A newly discovered sRNA is involved in the virulence regulation of Salmonella pullorum.

Background: Salmonella pullorum, the primary pathogen responsible for avian pullorum disease, has imposed substantial economic losses on the poultry industry. sRNAs, a class of small non-coding RNAs, have been identified in numerous bacterial species and serve as pivotal regulatory factors in bacteria.

Methods: A bacterial infection assay was conducted to detect the differential transcription levels of sRNA12 in the macrophage cell HD11. Environmental stress tests, intracellular survival assays, target gene transcription analyses and chick virulence tests were conducted to compare the wild-type strain and the ΔsRNA12 deletion strain.

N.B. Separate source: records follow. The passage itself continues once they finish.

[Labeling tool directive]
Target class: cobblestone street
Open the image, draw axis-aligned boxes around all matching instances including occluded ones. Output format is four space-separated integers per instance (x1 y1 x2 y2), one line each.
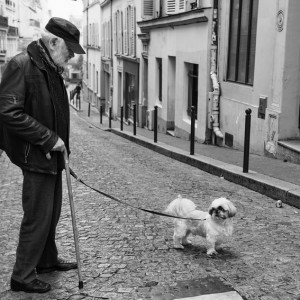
0 110 300 300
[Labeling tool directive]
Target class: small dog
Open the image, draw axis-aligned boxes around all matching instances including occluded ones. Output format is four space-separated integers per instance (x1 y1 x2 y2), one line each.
165 195 236 256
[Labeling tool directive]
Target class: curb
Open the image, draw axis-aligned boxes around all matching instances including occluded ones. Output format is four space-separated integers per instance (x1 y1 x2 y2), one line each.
108 128 300 208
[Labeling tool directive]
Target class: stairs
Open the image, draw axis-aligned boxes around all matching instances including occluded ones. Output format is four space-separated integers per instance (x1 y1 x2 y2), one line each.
276 140 300 164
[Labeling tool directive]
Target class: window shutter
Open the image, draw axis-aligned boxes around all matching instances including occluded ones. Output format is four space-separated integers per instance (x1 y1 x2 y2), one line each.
120 11 124 54
165 0 176 15
142 0 155 19
124 7 128 55
113 11 118 53
130 6 136 56
177 0 186 13
165 0 186 15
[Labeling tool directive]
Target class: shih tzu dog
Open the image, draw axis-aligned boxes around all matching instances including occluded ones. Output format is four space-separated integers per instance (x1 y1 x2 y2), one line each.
165 195 236 256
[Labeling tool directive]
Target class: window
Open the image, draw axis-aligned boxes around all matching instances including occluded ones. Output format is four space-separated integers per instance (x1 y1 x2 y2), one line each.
142 0 154 19
227 0 258 85
156 58 162 101
187 64 198 119
165 0 186 15
124 5 136 57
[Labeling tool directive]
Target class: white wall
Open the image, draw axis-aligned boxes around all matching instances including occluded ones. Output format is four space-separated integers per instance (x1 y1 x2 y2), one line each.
148 18 210 140
219 0 300 154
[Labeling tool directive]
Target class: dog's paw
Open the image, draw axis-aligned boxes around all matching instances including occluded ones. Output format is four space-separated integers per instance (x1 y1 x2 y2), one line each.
182 240 192 246
206 249 218 257
174 244 184 250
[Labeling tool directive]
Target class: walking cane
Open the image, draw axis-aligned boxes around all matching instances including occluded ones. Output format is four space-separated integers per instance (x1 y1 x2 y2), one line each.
64 149 83 289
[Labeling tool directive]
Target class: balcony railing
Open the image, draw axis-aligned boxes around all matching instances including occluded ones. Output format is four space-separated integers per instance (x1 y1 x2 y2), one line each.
29 19 41 28
0 16 8 27
7 26 19 36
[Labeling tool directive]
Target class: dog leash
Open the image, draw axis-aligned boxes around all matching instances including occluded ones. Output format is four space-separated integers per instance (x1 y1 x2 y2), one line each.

Results: A significant 7.5-fold increase in the transcription level of sRNA12 was observed during the invasion of host cells by bacteria. Under hyperosmotic conditions, the survival ability of the deletion strain was markedly reduced, while in a highly oxidative environment, it was significantly enhanced. Compared with the wild-type strain, the colonization ability of the ΔsRNA12 deletion strain in HD11 cells was enhanced by 3.5-fold. The transcription levels of most target genes of sRNA12, such as ompD, siiE, and prgH, were significantly upregulated. The LD₅₀ of the deletion strain in chicks was approximately three times lower than that of the wild-type strain. Moreover, the colonization abilities of the deletion strain in the liver, spleen, and cecum of chicks were significantly enhanced and it induced more severe organ lesions.

Conclusion: The findings suggest that the deletion of sRNA12 enhances the virulence of S. pullorum. This research provides novel insights into elucidating the pathogenic mechanism of S. pullorum and the associated regulatory signaling pathways.